I'd also like to learn how to paint my nails without getting nail polish all over the place, to wear skirts, and to play the ukulele, but you know, one thing at a time.  

neverending

Since we have no bastion against the nothing, we must fight by ourselves, fight against that giant emptiness. Hiding in the attic because you're scared of a bully is a fine start but getting caught in a story that is moving is better. In this story, this fight will not lead us to answers but if we are lucky it will lead us all the way through and out of the swamps of sadness.

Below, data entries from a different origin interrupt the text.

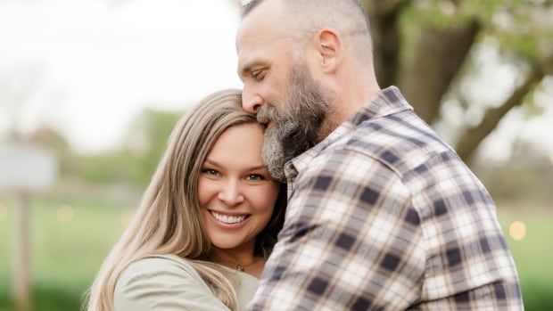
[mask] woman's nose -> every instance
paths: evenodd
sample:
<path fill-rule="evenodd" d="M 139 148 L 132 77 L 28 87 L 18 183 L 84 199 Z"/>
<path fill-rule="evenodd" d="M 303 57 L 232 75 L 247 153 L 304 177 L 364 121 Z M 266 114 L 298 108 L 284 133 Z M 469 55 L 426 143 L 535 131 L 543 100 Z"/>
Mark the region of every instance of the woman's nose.
<path fill-rule="evenodd" d="M 243 201 L 243 193 L 240 191 L 239 182 L 227 181 L 219 192 L 219 199 L 228 206 L 235 206 Z"/>

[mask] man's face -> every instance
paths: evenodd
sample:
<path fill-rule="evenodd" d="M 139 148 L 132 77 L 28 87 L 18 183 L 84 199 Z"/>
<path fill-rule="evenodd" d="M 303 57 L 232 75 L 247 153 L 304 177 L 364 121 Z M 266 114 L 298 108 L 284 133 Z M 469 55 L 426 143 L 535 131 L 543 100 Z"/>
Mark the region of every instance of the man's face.
<path fill-rule="evenodd" d="M 282 102 L 264 102 L 257 112 L 268 124 L 262 157 L 273 178 L 285 181 L 284 166 L 314 146 L 331 99 L 310 75 L 305 62 L 293 66 Z M 277 108 L 277 107 L 280 107 Z"/>
<path fill-rule="evenodd" d="M 294 56 L 303 54 L 303 45 L 282 16 L 282 2 L 264 2 L 243 19 L 236 37 L 242 106 L 267 126 L 263 160 L 279 181 L 285 180 L 285 163 L 318 143 L 330 105 L 306 60 Z"/>

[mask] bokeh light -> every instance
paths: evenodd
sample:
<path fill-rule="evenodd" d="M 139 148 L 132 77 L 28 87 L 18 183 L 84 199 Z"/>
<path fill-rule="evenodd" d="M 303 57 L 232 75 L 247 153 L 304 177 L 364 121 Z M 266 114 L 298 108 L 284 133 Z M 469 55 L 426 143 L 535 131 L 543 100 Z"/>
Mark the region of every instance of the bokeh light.
<path fill-rule="evenodd" d="M 71 219 L 73 219 L 74 216 L 75 209 L 68 204 L 62 205 L 58 209 L 58 219 L 62 223 L 67 223 L 68 221 L 70 221 Z"/>
<path fill-rule="evenodd" d="M 125 209 L 125 211 L 123 211 L 121 214 L 121 225 L 123 225 L 124 228 L 127 228 L 133 217 L 133 215 L 135 215 L 135 212 L 132 209 Z"/>
<path fill-rule="evenodd" d="M 516 220 L 509 226 L 508 233 L 513 240 L 521 241 L 526 235 L 526 225 L 522 221 Z"/>

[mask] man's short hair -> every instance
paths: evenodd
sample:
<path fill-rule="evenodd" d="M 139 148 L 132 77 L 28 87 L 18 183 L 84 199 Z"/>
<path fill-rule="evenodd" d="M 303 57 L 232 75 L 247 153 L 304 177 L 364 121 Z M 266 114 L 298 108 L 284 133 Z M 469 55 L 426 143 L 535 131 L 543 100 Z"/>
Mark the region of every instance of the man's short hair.
<path fill-rule="evenodd" d="M 252 0 L 242 8 L 246 17 L 263 2 Z M 368 18 L 358 0 L 278 0 L 285 6 L 283 22 L 300 40 L 309 39 L 315 32 L 329 27 L 340 33 L 343 40 L 359 57 L 372 58 L 372 39 Z"/>

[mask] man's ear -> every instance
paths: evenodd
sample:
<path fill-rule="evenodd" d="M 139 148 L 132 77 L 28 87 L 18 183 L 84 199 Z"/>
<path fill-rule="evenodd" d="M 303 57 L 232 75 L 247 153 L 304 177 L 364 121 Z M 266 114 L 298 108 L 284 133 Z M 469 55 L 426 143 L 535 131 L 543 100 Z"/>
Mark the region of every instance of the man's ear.
<path fill-rule="evenodd" d="M 332 29 L 324 29 L 314 37 L 314 44 L 318 52 L 319 65 L 325 73 L 337 70 L 343 57 L 342 37 Z"/>

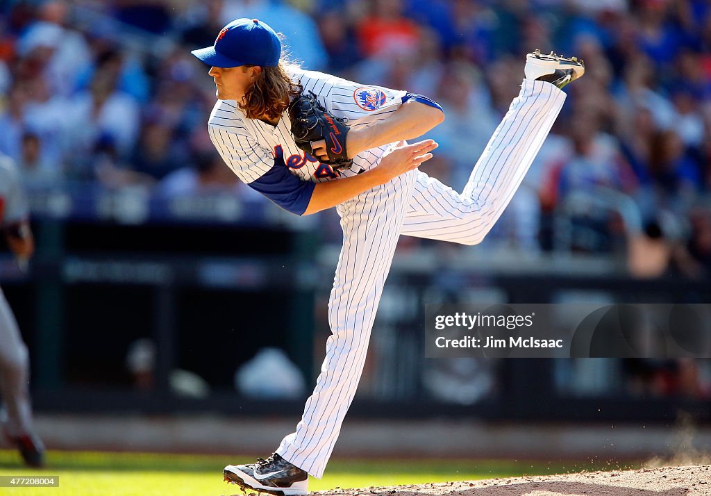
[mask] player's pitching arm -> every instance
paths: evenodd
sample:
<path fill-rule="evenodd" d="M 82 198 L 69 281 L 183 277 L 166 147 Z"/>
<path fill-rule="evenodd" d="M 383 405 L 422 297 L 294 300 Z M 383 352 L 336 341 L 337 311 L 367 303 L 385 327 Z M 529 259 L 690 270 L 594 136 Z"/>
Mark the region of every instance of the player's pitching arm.
<path fill-rule="evenodd" d="M 350 135 L 351 133 L 348 133 Z M 363 174 L 336 181 L 318 183 L 303 215 L 310 215 L 336 206 L 419 167 L 432 158 L 437 144 L 432 139 L 400 145 L 383 156 L 380 163 Z"/>
<path fill-rule="evenodd" d="M 387 119 L 351 130 L 346 142 L 348 158 L 371 148 L 414 139 L 444 120 L 444 113 L 438 107 L 415 100 L 406 102 Z M 328 159 L 325 140 L 314 143 L 314 156 L 321 160 Z"/>
<path fill-rule="evenodd" d="M 351 130 L 346 142 L 348 157 L 352 158 L 371 148 L 422 136 L 443 120 L 444 114 L 439 108 L 419 102 L 407 102 L 387 119 Z M 321 142 L 321 146 L 315 146 L 314 153 L 321 159 L 328 159 L 325 142 Z M 363 174 L 318 183 L 303 215 L 336 206 L 415 169 L 432 157 L 430 152 L 437 147 L 432 139 L 399 146 L 385 154 L 377 167 Z"/>

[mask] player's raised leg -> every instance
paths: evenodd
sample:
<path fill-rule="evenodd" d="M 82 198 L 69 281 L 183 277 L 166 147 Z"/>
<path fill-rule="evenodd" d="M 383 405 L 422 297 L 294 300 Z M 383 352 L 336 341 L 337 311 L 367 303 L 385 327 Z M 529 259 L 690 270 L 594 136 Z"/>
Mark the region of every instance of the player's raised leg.
<path fill-rule="evenodd" d="M 481 243 L 498 220 L 565 100 L 560 88 L 584 73 L 582 61 L 536 51 L 526 57 L 525 78 L 461 193 L 418 172 L 402 234 Z"/>

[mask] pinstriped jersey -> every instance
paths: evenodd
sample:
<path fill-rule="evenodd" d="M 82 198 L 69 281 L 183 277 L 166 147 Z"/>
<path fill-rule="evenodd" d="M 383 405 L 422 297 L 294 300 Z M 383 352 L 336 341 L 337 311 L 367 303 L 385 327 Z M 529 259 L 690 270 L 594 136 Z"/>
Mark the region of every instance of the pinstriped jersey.
<path fill-rule="evenodd" d="M 29 207 L 12 159 L 0 155 L 0 226 L 27 218 Z"/>
<path fill-rule="evenodd" d="M 400 107 L 406 95 L 405 91 L 365 86 L 295 67 L 289 68 L 288 73 L 303 85 L 304 92 L 313 92 L 328 112 L 346 119 L 352 129 L 387 118 Z M 279 159 L 302 181 L 321 182 L 339 175 L 354 175 L 377 164 L 387 149 L 384 146 L 363 152 L 354 157 L 351 169 L 336 172 L 296 147 L 290 132 L 287 111 L 272 126 L 257 119 L 247 119 L 234 100 L 218 100 L 208 127 L 223 159 L 247 184 L 264 176 Z"/>

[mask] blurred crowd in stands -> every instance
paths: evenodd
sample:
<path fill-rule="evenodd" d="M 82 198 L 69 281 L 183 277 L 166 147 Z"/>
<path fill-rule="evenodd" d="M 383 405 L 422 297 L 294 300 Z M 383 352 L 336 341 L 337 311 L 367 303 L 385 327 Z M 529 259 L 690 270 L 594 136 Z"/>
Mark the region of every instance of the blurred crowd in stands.
<path fill-rule="evenodd" d="M 189 53 L 237 17 L 283 33 L 306 68 L 440 102 L 447 119 L 427 135 L 440 146 L 426 170 L 455 189 L 518 93 L 525 54 L 555 49 L 584 59 L 587 72 L 567 88 L 494 239 L 526 251 L 621 250 L 643 277 L 711 273 L 704 0 L 0 6 L 0 152 L 21 164 L 31 191 L 88 183 L 166 197 L 252 196 L 210 143 L 214 86 Z"/>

The mistake that he made, and by he I mean me, or maybe us, that time before, was that we were afraid we wouldn't be able to save anyone else. That we wept as they died, that they saw our despair and then our cries of love were not enough. All around the world people lose treasures every day: precious belongings, friends, memories, rights, hope. Here's what I think we do, I think we have to acknowledge that loss happens, that we have lost some and we will lose more, forgive ourselves for crying, weep if we want to, but not give in to despair. I think we have to not say: This is too hard for you. I think we have to keep pulling. I think we might have to sing happy songs and put a little pepper in it. 

I'm not trying to be sunshine; it's not my nature. The Rock Biter opens his hands to find his friends gone again and again, we have lost so many more than we should have and more still, already more than any quilt can keep warm, even though they looked like good big strong hands. And yet what can we do but continue to imagine a world where things are better until we have enough hope to work for it. What can we do except tell ourselves stories of triumph, and then come down from the attic and fight back. 

dust

The children who grew up with a mother who did not or could not or would not love; with fathers who were absent, physically or literally, from the beginning or the middle or the end; with siblings who only held hands to play cruel games of indian burns and rose gardens and stop hitting yourself. These children wandering the world now, emotional orphans, heavy with the weight of longing and never able to feel the ground, unable to recognize how it feels when they land on something solid, pushing themselves away before the anticipated rejection, the fist in the stomach, the mouth, the heart. So lonely and so broken. Years of therapy if they're lucky, to learn the words that should have been their native language, mother tongue. Even decades later it can take them forever just to utter eight letters, and recognizing the transient shimmer of that truth would be enough to render them fetal, if they felt there were any comfort to be had there. 

starý dobrý časy

I'm remembering the feeling of Sunday mornings at the end of a long weekend at the cottage, anybody's cottage, the comfortable stupor of a three-day weekend of eating and drinking and eating and drinking, playing cards or watching old Czech movies until late at night. How as the slivovice bottle got emptier the jokes got funnier; the warmth of shared laughter. Or in other places, waiting for the children to go to bed, the hushed conversations in the dim light, secrets. How in the morning we would start making gestures towards packing up, going back to city life, and the inevitable scrap of paper with the train and bus schedules would emerge, or one of the teenagers or more overly energetic kids would be sent down to the station to write down the upcoming connections, always different on Sundays, sometimes extra different on the long weekends. Stealing a few cold potato wedges from the pot, still on the stove from last night's dinner. The sway of the bus on the ride home, the feeling of having been away for years. 

F40.0

Although it's not a fear of crowds, since
getting around them isn't so bad; no,
or a fear of open spaces, I like a big sky
rather more than a tunnel
and I even like people okay, though I
prefer them one at a time;
however I have refused to go
out in the cold, wishing to avoid the cruel
bite of the winter wind and my frozen tears when
i only ever want the kiss of the sun
and the warmth of one person's arms.